Ich halte Wettbewerbe für sehr wichtig. Ich kriege dauernd irgendwelche Aufnahmen von jungen Instrumentalisten, die mir vorspielen wollen. Ich frage sie, ob sie große Preise gewonnen haben. Ob erster oder zweiter Platz ist nicht so wichtig, aber man sollte mehrmals in die Endrunde gekommen sein. Das zeigt, dass man auch unter Druck ein hohes Niveau besitzt.
Gibt es verborgene Talente?
Es gibt eine große Zahl von mittleren Talenten, die sich auf die Füße treten.
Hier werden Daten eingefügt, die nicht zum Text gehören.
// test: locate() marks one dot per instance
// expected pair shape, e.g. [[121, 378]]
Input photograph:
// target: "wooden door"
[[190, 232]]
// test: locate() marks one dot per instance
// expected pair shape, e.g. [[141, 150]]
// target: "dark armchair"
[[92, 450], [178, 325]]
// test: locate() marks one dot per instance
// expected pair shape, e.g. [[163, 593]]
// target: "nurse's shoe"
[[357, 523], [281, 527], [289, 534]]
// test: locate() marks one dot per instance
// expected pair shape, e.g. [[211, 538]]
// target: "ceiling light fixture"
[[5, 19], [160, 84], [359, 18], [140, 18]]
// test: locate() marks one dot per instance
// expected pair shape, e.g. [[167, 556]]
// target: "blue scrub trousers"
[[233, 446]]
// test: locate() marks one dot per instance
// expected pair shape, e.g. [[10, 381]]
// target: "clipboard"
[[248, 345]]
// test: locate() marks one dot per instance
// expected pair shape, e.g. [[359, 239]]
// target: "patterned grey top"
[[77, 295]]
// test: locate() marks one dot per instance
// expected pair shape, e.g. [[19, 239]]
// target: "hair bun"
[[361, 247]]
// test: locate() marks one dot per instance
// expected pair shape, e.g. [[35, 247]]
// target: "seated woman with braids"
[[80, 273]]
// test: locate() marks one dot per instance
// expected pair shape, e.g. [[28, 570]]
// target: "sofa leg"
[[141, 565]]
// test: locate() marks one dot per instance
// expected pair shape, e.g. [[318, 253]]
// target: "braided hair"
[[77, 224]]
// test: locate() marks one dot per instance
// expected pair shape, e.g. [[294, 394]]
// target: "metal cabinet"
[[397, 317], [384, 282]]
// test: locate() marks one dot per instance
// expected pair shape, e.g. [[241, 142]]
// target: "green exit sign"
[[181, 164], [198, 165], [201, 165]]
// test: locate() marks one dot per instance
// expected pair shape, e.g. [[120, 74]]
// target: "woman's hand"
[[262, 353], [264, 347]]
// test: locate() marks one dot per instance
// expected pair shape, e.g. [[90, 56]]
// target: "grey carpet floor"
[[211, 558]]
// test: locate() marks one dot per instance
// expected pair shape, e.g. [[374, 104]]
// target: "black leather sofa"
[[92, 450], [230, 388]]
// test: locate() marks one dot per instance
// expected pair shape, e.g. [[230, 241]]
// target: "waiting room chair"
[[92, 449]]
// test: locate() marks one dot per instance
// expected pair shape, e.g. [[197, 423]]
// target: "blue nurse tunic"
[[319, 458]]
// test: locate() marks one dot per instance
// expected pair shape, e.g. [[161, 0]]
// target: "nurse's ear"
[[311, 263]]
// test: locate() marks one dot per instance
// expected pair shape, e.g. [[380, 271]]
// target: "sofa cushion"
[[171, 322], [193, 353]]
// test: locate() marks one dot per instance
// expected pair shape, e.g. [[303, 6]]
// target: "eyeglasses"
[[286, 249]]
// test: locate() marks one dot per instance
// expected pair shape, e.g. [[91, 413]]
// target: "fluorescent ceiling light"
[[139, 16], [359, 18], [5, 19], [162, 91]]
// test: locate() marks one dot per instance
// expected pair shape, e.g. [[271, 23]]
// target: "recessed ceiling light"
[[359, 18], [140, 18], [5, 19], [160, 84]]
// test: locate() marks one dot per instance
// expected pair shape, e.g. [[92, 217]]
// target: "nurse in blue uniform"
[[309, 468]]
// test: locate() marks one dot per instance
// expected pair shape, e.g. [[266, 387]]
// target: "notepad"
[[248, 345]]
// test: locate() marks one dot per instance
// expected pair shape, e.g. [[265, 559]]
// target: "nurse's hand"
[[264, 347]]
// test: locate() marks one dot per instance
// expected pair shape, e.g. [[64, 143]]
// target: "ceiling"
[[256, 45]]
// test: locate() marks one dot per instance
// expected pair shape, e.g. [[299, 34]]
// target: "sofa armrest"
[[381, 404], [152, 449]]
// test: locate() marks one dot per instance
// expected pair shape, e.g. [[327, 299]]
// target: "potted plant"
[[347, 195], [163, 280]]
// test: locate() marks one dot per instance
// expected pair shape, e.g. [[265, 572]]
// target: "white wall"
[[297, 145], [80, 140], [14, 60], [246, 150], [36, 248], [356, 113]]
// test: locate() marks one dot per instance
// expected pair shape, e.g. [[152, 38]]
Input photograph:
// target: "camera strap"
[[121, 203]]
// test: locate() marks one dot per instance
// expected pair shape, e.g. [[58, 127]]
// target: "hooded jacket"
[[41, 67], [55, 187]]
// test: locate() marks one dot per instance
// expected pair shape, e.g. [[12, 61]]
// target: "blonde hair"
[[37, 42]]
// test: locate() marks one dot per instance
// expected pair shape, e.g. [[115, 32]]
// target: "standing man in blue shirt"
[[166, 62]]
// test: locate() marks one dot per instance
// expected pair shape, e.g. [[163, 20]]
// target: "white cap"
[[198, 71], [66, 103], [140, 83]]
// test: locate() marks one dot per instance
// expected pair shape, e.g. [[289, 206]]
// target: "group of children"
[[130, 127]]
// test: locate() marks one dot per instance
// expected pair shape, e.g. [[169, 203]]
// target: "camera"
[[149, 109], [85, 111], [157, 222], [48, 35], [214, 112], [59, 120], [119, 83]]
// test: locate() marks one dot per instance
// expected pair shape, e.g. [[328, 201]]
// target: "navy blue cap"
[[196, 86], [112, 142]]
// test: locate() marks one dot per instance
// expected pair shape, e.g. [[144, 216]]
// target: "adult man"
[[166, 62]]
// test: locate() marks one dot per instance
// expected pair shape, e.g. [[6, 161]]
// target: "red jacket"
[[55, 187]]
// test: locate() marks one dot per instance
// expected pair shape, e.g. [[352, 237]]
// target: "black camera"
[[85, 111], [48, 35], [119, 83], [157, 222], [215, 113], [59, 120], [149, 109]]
Aber wenn einer gut ist, wird er im Allgemeinen bekannt. Ich glaube nicht, dass es viele unentdeckte Mozarts oder Bruckners gibt.
Wird einer überschätzt?
Bei Lang Lang frage ich mich schon, ob der wirklich so interessant ist, dass um ihn herum abgesperrt werden muss.
Er ist ein Weltstar.
Er hat Charisma. Und etwas, das die Leute fasziniert. Er kann auch technisch viel. Und wenn man wie er oder Anna Netrebko erst mal berühmt ist, haben die Leute vielleicht immer noch etwas einzuwenden, aber hören will sie trotzdem jeder.